West of Sanandaj, the forbidding mountains and steep valleys form a dramatic border zone with Iraq, home to stacked villages, and territory of smugglers and military.
Sanandaj may be the Kurdish capital in Iran, the heart of Kurdish life is in the valleys between Sanandaj and the Iraqi border. Here is a forbidding moutain landscape, by now – mid September – throroughly scorched from the sun; whatever grass is left, is yellow. It is hard to imagine that in spring this area is quite green; it is easier to see that in winter all of this will be solidly white.
To explore this area, we leave Sanandaj early in the morning, and travel through dramatic landscape, across a first pass. Distant villages hidden in the fold of mountains; around the villages some terracing has been developed, allowing for agriculture; and higher up absolute nothingness, nobody, not even sheep. Down at the other end, we turn into the Howraman Valley, to the village of Howraman-at-Tahkt. In the absence of a decent piece of flat land, the village is, like Palangan earlier, built against the steep slopes. Another impressive view, but in this case hardly ‘special’, because all the villages here, and even the small towns, are like that.
Just past Howramat is the Pier Shaliar shrine, in itself not particularly interesting, but onto the shrine and in the trees of the cemetery around, lots of pieces of cloths have been tied. People leave the cloths to make a wish, a habit more related to some animist forms of belief than to Islam, but fact is that the place is very popular for it.
Apparently, the most scenic part of the road is from Howramat to Paveh, predominantly hairpins, but unsurfaced. Our taxi driver didn’t want to go that way, and we turned back to the nearest police post – the nearest junction, every junction here has a police and/or military posts associated with it -, to follow the road up to the next pass, and close to the Iraqi border. Some genius had put a kebab restaurant just before the pass, a simple affair with some carpeted benches, but with the most dramatic view I have ever had for lunch. Just across the pass, one looks down into Iraq – which looks quite similar to Iran, from here, but never mind. The only things moving, apart from us, are a couple of donkeys, according to our driver on their way to Iraq to pick up smuggleware. A threesome of pickup trucks are conspicuously parked along the road, allegedly to transport the goods back into Iran, never mind the numerous check points. The other living things, but not moving, are some herds of sheep, anxiously hiding in the little shade there is.
Kurds everywhere have the feeling that they are being discriminated against by their government, and in Iran that is not different. The resentment comes from a perceived lack of inverstment, as compared to the rest of the country, but the evidence is against them: the roads into the valleys are newly tarmaced, and of remarkably good quality. Whether this is done with the interest of the Kurds in mind, or from a defence perspective – Iran and Iraq have, after all, a history of a not too distant, and rather nasty, armed conflict -, I don’t know, of course. But army posts are visible all along the border, and stone watch towers and small military camps have even been constructed right on the mountain ridges that look down into Iraq. Again, as with the Azerbaijani border, one may question the effectiveness of this, but the effort is certainly impressive.

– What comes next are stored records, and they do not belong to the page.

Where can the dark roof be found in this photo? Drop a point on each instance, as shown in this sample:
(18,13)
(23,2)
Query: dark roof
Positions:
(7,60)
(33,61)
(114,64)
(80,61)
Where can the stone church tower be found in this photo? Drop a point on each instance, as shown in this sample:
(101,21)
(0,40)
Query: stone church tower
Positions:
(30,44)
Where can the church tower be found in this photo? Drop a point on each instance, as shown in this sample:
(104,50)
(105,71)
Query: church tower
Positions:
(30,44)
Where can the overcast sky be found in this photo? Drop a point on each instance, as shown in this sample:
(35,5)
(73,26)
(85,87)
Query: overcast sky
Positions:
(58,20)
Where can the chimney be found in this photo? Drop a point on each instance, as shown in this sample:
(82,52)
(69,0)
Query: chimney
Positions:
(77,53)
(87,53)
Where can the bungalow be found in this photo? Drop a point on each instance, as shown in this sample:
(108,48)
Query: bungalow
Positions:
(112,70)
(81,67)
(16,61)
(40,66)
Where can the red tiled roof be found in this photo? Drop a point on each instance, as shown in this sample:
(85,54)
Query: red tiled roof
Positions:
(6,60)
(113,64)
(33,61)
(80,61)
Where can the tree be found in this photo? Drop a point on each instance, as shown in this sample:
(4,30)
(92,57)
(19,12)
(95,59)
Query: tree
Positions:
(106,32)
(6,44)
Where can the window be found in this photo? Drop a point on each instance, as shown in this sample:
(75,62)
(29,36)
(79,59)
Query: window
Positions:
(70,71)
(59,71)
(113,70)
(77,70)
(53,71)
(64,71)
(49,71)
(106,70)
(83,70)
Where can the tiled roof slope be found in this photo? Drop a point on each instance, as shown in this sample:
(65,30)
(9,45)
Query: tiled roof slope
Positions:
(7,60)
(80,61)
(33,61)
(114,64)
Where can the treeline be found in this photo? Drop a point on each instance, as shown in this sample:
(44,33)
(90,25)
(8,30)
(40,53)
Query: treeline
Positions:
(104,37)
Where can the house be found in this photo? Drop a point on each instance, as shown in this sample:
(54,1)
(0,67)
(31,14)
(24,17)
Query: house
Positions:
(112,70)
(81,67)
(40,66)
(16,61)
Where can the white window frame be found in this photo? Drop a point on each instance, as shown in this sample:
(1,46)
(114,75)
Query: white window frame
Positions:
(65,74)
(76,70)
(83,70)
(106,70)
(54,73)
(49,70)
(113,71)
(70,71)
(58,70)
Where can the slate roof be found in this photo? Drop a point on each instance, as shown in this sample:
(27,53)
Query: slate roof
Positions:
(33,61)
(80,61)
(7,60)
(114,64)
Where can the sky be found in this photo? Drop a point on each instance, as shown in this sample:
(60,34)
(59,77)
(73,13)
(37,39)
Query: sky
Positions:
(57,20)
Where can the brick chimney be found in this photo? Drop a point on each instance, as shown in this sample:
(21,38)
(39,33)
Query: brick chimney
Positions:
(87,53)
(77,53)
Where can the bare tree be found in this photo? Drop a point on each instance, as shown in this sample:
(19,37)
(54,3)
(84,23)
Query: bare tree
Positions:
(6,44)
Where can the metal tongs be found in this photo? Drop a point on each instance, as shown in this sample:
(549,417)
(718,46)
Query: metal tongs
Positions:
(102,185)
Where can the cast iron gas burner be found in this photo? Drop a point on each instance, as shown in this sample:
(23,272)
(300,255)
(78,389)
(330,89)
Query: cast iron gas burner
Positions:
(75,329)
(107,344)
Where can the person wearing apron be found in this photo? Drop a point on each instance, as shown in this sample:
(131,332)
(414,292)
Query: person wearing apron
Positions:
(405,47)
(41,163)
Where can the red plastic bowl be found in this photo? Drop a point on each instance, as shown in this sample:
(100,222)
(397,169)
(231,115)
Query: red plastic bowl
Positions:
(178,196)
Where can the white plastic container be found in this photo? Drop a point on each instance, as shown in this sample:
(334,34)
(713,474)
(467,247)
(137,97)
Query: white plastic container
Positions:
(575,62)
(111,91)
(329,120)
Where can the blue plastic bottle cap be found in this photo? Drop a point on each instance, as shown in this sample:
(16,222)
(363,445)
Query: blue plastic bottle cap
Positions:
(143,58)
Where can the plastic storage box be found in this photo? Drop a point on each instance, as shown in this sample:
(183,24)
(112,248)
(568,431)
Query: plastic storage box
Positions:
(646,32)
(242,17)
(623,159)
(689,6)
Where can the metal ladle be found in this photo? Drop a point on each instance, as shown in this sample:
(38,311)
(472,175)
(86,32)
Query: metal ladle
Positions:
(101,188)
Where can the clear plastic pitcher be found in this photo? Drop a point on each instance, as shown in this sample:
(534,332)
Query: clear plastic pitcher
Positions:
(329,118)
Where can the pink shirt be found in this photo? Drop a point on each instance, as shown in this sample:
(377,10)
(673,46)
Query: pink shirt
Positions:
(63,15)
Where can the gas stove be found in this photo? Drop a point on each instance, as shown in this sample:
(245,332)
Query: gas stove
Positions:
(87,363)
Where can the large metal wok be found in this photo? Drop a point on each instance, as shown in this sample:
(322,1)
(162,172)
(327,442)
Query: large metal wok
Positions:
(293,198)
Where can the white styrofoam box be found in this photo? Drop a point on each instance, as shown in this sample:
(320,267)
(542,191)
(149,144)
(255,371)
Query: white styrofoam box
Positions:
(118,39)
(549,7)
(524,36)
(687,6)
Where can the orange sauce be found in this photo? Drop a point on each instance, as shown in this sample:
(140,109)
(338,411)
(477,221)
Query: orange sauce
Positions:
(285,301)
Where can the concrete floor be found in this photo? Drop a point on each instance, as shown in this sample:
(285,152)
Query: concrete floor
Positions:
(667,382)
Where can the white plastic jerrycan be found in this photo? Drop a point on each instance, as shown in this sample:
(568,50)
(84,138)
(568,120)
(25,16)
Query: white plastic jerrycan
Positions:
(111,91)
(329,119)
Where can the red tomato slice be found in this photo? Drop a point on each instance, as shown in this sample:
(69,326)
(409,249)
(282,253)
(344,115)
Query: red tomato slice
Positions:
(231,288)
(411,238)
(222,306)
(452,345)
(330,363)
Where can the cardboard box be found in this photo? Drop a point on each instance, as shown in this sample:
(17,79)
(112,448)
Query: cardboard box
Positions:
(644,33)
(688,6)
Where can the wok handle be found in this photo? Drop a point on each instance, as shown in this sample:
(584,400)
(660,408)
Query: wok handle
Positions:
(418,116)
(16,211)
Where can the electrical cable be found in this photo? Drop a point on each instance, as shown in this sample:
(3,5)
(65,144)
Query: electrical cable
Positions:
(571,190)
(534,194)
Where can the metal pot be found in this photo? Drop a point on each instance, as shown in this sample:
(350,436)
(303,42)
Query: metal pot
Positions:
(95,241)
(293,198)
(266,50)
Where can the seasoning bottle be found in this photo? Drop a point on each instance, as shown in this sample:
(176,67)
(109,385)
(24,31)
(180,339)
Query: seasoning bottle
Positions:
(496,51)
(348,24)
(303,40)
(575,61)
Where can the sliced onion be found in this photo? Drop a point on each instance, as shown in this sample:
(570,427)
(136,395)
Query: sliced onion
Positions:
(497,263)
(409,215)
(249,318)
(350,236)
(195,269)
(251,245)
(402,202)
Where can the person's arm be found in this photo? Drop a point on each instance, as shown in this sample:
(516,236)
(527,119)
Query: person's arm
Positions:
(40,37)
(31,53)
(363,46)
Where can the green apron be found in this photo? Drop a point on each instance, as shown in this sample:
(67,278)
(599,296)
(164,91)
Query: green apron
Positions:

The road to Paveh splits in a high road and a low road, and we took the low one, via Nodesheh, a small town built equally steeply agains the slope. Following a river valley means that the environment is slightly greener than we have seen so far, also with more agriculture. For Paveh we climb up again, and arrive somewhere half way the afternoon, in yet another town characterised by steep stairs, after a long day’s drive. Worth it, though!